# Alice foaled SPECIAL filly! NEW Pix page 3!



## Dontworrybeappy (Jun 3, 2012)

She hasn't laid flat out in weeks, she won't move when I turn her out - she's rubbing her butt like crazy, and FOUR mares that were due after her have already foaled. Can she hold out much longer? Can I?

http://webcam.kpmcor...8080/multi.html


----------



## cassie (Jun 3, 2012)

I'm watching her for you Karen, hoping she foals soon for you... how is her udder looking... do you milk test?


----------



## cassie (Jun 3, 2012)

Alice is foaling!!!!


----------



## cassie (Jun 3, 2012)

Karen are you around? oh I see her! YAY! safe foaling everyone!!


----------



## cassie (Jun 3, 2012)

I'm thinking the same thing Diane, very exciting for them! look at those long white stockings on the back! hope it has the same on the front! is gorgeous either way! wonderful job Alice! and Karen


----------



## cassie (Jun 3, 2012)

not sure yet but I agree can't wait to see piccies! gorgeous little foal!!


----------



## Bonny (Jun 3, 2012)

Oh Congrats!


----------



## Dontworrybeappy (Jun 4, 2012)

Alice finally foaled! A filly worth waiting for! Just EXACTLY what I was hoping



for when I had Alice bred to Blue Eyes, owned by Retta Sampson ! Black SPLASH pinto, chance she'll roan out appy on top of that!



NO, she's NOT for sale!






Here's the link to her FB album - dry pictures in the morning!
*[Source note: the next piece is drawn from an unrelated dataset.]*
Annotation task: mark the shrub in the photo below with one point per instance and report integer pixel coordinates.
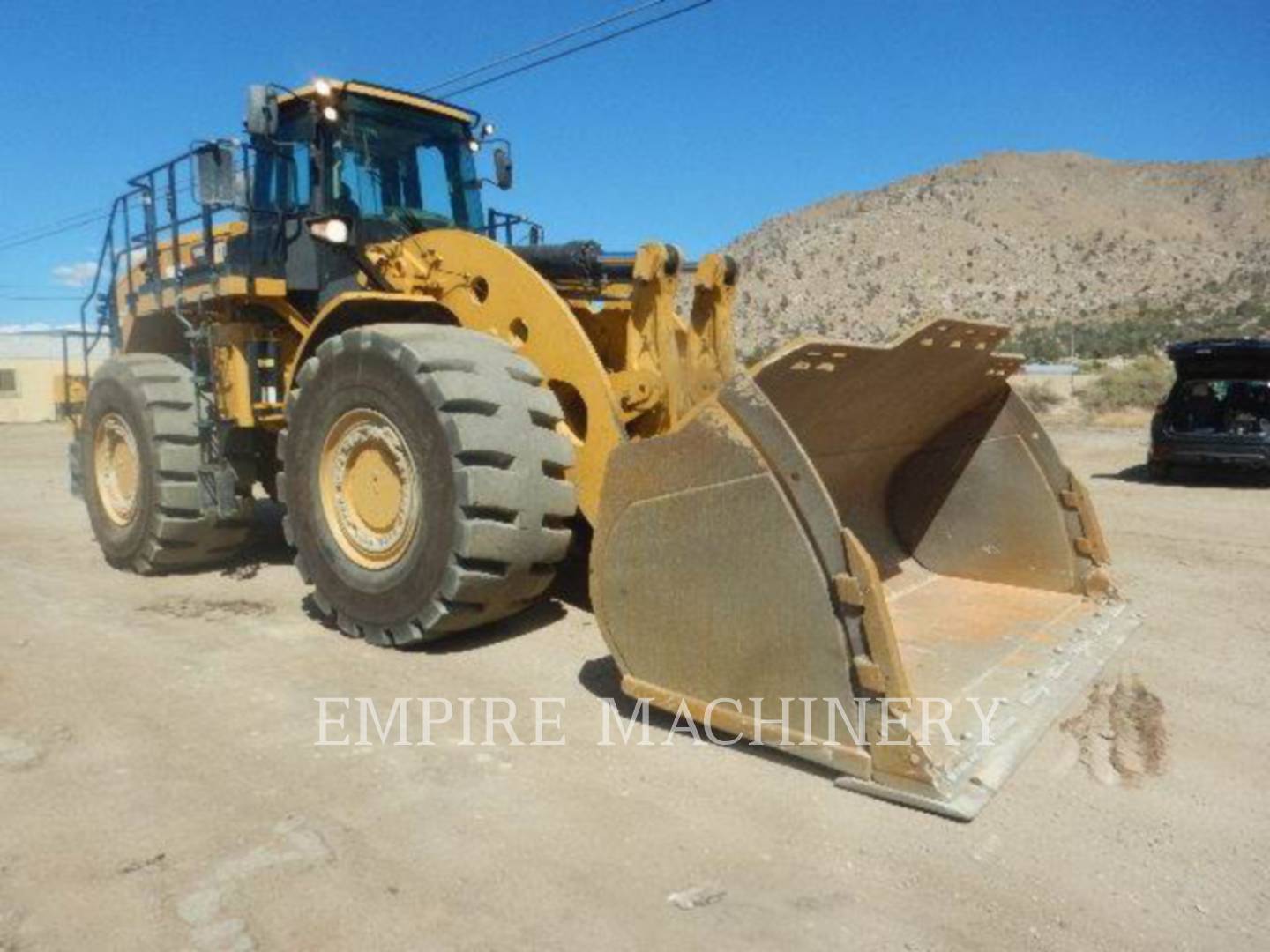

http://www.facebook.com/media/set/?set=a.4040281974395.2166653.1502187114&type=1&l=b82f5f3d98


----------



## Eagle (Jun 4, 2012)

WOW! Now that is just what I ordered



CONGRATULATIONS Karen.


----------



## cassie (Jun 4, 2012)

wow Karen, a very special little filly!! she is absoloutly gorgeous big congrats on her


----------



## Sandy B (Jun 4, 2012)

WOWZA!!! Can not wait to see dry pictures! Congrats!!!


----------



## AnnaC (Jun 4, 2012)

OH BRILLIANT!!!

MANY CONGRATULATIONS!! Well done Alice and 'Blue eyes'!!



:ThumbUp



:ThumbUp


----------



## Bonny (Jun 4, 2012)

Awwwww! Love her!


----------



## andrea loves minis (Jun 4, 2012)

wow just stunning..any names picked out yet? Congrats



:yeah


----------



## a mini dream come true (Jun 4, 2012)

Congrats she is a beauty.


----------



## bannerminis (Jun 4, 2012)

Wow thats one very nice filly and super markings. I would love to order one of those toos


----------



## Dontworrybeappy (Jun 5, 2012)

There are a few dry photos up in her album (link above!) with more to come tomorrow when she's more unfolded!
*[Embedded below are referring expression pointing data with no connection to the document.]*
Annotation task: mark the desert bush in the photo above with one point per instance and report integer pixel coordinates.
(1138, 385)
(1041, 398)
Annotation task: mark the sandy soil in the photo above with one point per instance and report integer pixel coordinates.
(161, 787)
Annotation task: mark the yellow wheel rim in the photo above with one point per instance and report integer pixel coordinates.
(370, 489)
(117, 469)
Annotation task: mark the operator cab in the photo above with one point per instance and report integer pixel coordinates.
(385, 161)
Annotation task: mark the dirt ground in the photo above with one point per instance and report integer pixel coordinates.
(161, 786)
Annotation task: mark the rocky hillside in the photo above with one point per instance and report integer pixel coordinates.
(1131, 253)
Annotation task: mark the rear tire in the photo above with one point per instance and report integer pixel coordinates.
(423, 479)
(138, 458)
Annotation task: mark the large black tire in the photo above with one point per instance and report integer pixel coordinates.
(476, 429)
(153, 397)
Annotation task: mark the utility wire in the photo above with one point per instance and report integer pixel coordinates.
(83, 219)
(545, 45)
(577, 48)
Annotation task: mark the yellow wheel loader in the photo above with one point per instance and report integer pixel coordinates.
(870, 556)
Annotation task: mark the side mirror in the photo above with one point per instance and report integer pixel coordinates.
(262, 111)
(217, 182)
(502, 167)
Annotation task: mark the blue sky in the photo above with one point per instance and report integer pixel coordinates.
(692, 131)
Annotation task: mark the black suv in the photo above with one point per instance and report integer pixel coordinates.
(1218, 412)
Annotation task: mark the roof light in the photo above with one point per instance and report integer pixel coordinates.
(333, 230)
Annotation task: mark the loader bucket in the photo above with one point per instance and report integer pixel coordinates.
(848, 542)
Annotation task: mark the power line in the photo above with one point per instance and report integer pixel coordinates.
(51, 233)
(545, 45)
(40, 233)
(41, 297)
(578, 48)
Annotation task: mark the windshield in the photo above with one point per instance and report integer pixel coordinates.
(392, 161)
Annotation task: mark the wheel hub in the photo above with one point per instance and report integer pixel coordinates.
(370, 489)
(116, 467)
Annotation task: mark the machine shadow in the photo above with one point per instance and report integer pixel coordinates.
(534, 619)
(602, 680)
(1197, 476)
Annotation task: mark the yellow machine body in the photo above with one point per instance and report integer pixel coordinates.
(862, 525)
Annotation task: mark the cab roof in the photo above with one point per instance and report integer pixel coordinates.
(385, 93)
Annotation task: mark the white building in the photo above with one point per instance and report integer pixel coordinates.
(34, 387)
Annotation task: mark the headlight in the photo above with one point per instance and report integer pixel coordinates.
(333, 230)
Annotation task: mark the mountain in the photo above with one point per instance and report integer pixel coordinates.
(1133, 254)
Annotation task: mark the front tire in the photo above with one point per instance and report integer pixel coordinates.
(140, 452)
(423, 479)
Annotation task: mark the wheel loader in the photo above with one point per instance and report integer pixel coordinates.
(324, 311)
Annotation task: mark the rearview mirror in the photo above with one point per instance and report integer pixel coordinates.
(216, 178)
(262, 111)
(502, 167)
Her name is Ali Rose... probably Blue Ali Rose for registration, since both parents have Blue in their names!


----------



## Wings (Jun 5, 2012)

Woah, what a fantastic filly





Think I need to show this to my girls and let them know what they need to give me!


----------



## eagles ring farm (Jun 6, 2012)

wow she's a beauty congratulations


----------



## AnnaC (Jun 6, 2012)

Hows she doing - please can we have more pictures here?


----------



## Dontworrybeappy (Jun 7, 2012)

More pictures probably tomorrow! Today I was working tooo hard moving feed and cleaning things!


----------



## Dontworrybeappy (Jun 8, 2012)

and the link to the album:

http://www.facebook.com/media/set/?set=a.4040281974395.2166653.1502187114&type=1&l=b82f5f3d98


----------



## AnnaC (Jun 9, 2012)

Oh what a gorgeous little girl - she's going to be a very smart little lady when she grows up, quite stunning!


----------



## Eagle (Jun 9, 2012)

Oh Dear she is ugly! Why don't you hide her here in Italy with me. ROFL Karen I bet you are still doing back flips every time you look at her





CONGRATULATIONS.


----------



## kay56649 (Jun 9, 2012)

Wow what a stunning filly!!! She is so unique and there just aren't enough words to say how beautiful she is!!!! Congratulations!!


----------



## Wings (Jun 9, 2012)

Just beautiful



:wub I'm loving your album! The pics with the dog and with mum on the ground are fantastic.


----------